Dibagian atas kerak-kerak es mengeras memenuhi dinding dan membentuk semacam dinding stalagmite yang biasanya muncul di gua-gua, dengan sebuah botol plastik yang telah membatu, dan buah-buah anggur yang mengeras menjadi batu-batu berwarna hitam. Laci-laci dalam kulkas berwarna kekuningan, dan sudutnya dipenuhi kotoran, sementara dipinggiran tergenang air yang berasal dari bocoran pipa kulkas yang mungkin tersumbat. Mei terkejut ketika menutupnya, seperti ada tarikan semacam magnet membuat pintu itu tertutup sedikit berdebam lembut.

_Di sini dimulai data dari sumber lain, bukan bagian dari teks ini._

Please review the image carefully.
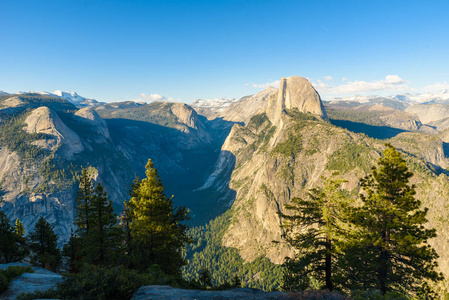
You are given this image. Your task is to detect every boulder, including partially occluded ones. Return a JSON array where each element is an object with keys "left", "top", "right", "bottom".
[{"left": 0, "top": 263, "right": 62, "bottom": 299}]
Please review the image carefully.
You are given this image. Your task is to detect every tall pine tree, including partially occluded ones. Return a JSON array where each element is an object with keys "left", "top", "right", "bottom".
[
  {"left": 125, "top": 159, "right": 191, "bottom": 275},
  {"left": 70, "top": 168, "right": 122, "bottom": 269},
  {"left": 0, "top": 200, "right": 28, "bottom": 263},
  {"left": 279, "top": 178, "right": 350, "bottom": 290},
  {"left": 29, "top": 217, "right": 61, "bottom": 270},
  {"left": 75, "top": 168, "right": 95, "bottom": 237},
  {"left": 14, "top": 218, "right": 25, "bottom": 237},
  {"left": 87, "top": 183, "right": 122, "bottom": 266},
  {"left": 349, "top": 144, "right": 442, "bottom": 297}
]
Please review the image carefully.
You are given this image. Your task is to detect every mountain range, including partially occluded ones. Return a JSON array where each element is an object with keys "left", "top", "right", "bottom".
[{"left": 0, "top": 76, "right": 449, "bottom": 292}]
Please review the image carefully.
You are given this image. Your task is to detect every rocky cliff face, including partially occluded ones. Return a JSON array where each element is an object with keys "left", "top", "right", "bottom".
[
  {"left": 266, "top": 76, "right": 327, "bottom": 125},
  {"left": 196, "top": 78, "right": 449, "bottom": 288},
  {"left": 405, "top": 104, "right": 449, "bottom": 124},
  {"left": 0, "top": 95, "right": 216, "bottom": 243}
]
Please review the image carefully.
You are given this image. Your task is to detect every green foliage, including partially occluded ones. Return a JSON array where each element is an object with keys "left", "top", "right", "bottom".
[
  {"left": 326, "top": 108, "right": 386, "bottom": 126},
  {"left": 72, "top": 168, "right": 122, "bottom": 269},
  {"left": 16, "top": 289, "right": 59, "bottom": 300},
  {"left": 125, "top": 160, "right": 193, "bottom": 275},
  {"left": 346, "top": 144, "right": 442, "bottom": 298},
  {"left": 19, "top": 265, "right": 168, "bottom": 300},
  {"left": 326, "top": 143, "right": 370, "bottom": 172},
  {"left": 14, "top": 218, "right": 25, "bottom": 237},
  {"left": 287, "top": 289, "right": 350, "bottom": 300},
  {"left": 29, "top": 217, "right": 61, "bottom": 270},
  {"left": 183, "top": 211, "right": 282, "bottom": 291},
  {"left": 198, "top": 268, "right": 212, "bottom": 289},
  {"left": 0, "top": 272, "right": 9, "bottom": 294},
  {"left": 279, "top": 178, "right": 350, "bottom": 291},
  {"left": 0, "top": 266, "right": 34, "bottom": 294},
  {"left": 351, "top": 289, "right": 412, "bottom": 300},
  {"left": 232, "top": 274, "right": 242, "bottom": 288},
  {"left": 0, "top": 210, "right": 29, "bottom": 263}
]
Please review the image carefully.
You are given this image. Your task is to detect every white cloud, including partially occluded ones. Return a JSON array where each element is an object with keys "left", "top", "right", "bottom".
[
  {"left": 424, "top": 82, "right": 449, "bottom": 91},
  {"left": 251, "top": 80, "right": 281, "bottom": 89},
  {"left": 312, "top": 75, "right": 412, "bottom": 95},
  {"left": 132, "top": 93, "right": 180, "bottom": 102}
]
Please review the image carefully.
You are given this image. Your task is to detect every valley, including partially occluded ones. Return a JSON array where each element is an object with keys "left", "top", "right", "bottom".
[{"left": 0, "top": 76, "right": 449, "bottom": 290}]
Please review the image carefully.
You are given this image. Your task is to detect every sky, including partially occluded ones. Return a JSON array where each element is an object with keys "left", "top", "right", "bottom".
[{"left": 0, "top": 0, "right": 449, "bottom": 103}]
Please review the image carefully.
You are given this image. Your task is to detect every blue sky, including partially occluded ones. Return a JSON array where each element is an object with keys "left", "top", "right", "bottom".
[{"left": 0, "top": 0, "right": 449, "bottom": 103}]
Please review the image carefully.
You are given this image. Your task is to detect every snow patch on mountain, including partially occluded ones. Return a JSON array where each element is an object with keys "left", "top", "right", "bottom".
[
  {"left": 328, "top": 90, "right": 449, "bottom": 104},
  {"left": 190, "top": 98, "right": 236, "bottom": 112},
  {"left": 392, "top": 90, "right": 449, "bottom": 104}
]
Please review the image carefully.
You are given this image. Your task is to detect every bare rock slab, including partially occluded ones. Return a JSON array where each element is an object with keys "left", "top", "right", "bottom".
[{"left": 0, "top": 263, "right": 62, "bottom": 299}]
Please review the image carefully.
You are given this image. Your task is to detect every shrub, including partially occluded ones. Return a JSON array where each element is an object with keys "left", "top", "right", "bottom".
[
  {"left": 16, "top": 289, "right": 59, "bottom": 300},
  {"left": 0, "top": 273, "right": 9, "bottom": 294},
  {"left": 287, "top": 290, "right": 350, "bottom": 300},
  {"left": 351, "top": 289, "right": 410, "bottom": 300}
]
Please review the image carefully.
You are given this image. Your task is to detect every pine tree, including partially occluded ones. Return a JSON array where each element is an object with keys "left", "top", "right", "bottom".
[
  {"left": 0, "top": 210, "right": 28, "bottom": 263},
  {"left": 350, "top": 144, "right": 442, "bottom": 297},
  {"left": 232, "top": 274, "right": 242, "bottom": 288},
  {"left": 87, "top": 184, "right": 122, "bottom": 266},
  {"left": 125, "top": 159, "right": 192, "bottom": 275},
  {"left": 75, "top": 168, "right": 94, "bottom": 237},
  {"left": 14, "top": 218, "right": 25, "bottom": 237},
  {"left": 62, "top": 229, "right": 82, "bottom": 273},
  {"left": 72, "top": 168, "right": 122, "bottom": 266},
  {"left": 29, "top": 217, "right": 61, "bottom": 270},
  {"left": 0, "top": 198, "right": 29, "bottom": 263},
  {"left": 279, "top": 178, "right": 350, "bottom": 291},
  {"left": 198, "top": 268, "right": 212, "bottom": 289}
]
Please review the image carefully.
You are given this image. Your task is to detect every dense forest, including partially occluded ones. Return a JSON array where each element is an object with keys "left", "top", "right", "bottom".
[{"left": 0, "top": 144, "right": 448, "bottom": 299}]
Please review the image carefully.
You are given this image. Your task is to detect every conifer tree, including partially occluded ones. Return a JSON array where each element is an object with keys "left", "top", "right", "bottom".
[
  {"left": 232, "top": 274, "right": 242, "bottom": 288},
  {"left": 0, "top": 200, "right": 29, "bottom": 263},
  {"left": 62, "top": 229, "right": 82, "bottom": 273},
  {"left": 75, "top": 168, "right": 95, "bottom": 237},
  {"left": 87, "top": 184, "right": 122, "bottom": 266},
  {"left": 14, "top": 218, "right": 25, "bottom": 237},
  {"left": 125, "top": 159, "right": 192, "bottom": 275},
  {"left": 349, "top": 144, "right": 442, "bottom": 297},
  {"left": 198, "top": 268, "right": 212, "bottom": 289},
  {"left": 279, "top": 178, "right": 350, "bottom": 291},
  {"left": 29, "top": 217, "right": 61, "bottom": 270},
  {"left": 72, "top": 168, "right": 122, "bottom": 267}
]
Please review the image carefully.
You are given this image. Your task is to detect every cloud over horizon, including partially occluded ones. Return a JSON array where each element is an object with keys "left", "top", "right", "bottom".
[
  {"left": 424, "top": 82, "right": 449, "bottom": 91},
  {"left": 132, "top": 93, "right": 180, "bottom": 102},
  {"left": 312, "top": 75, "right": 413, "bottom": 95},
  {"left": 251, "top": 80, "right": 281, "bottom": 89}
]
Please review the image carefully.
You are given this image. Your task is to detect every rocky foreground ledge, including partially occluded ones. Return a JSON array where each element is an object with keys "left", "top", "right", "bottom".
[
  {"left": 131, "top": 285, "right": 287, "bottom": 300},
  {"left": 0, "top": 263, "right": 62, "bottom": 300}
]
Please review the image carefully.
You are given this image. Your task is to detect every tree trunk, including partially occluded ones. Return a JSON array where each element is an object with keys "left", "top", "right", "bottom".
[{"left": 325, "top": 234, "right": 333, "bottom": 291}]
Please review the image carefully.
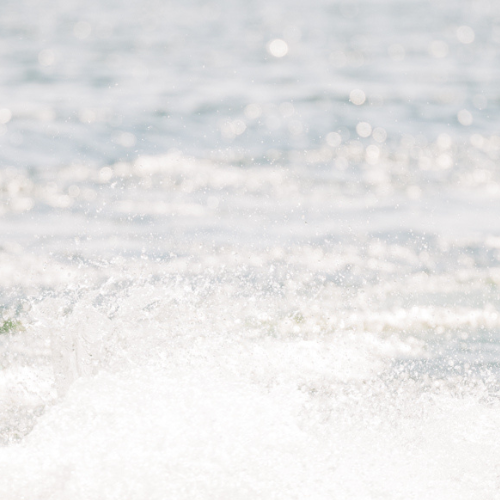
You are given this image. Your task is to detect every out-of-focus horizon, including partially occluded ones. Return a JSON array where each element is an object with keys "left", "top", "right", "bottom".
[{"left": 0, "top": 0, "right": 500, "bottom": 500}]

Ia bekerja cepat, sambil sesekali membersihkan beberapa bagian dapur yang kotor, ia menarik sebuah celemek dari laci di meja dapur dan memakainya. Mencuci wastafel yang dipenuhi kerak dan jamur, pinggiran kompor dan meja dapur yang dibagian bawah kompornya terkumpul benda-benda yang tidak sengaja terlempar kesana, sebuah spatula, korek api kosong, garpu dan beberapa bungkus bumbu mie bercampur menjadi satu. Chao memberitahunya kemarin soal kompor itu, Mei hanya melihatnya dari jauh ketika Chao menjelaskan sambil menekan tombol dan memutarnya mengeluarkan suara desis sebelum keluar api.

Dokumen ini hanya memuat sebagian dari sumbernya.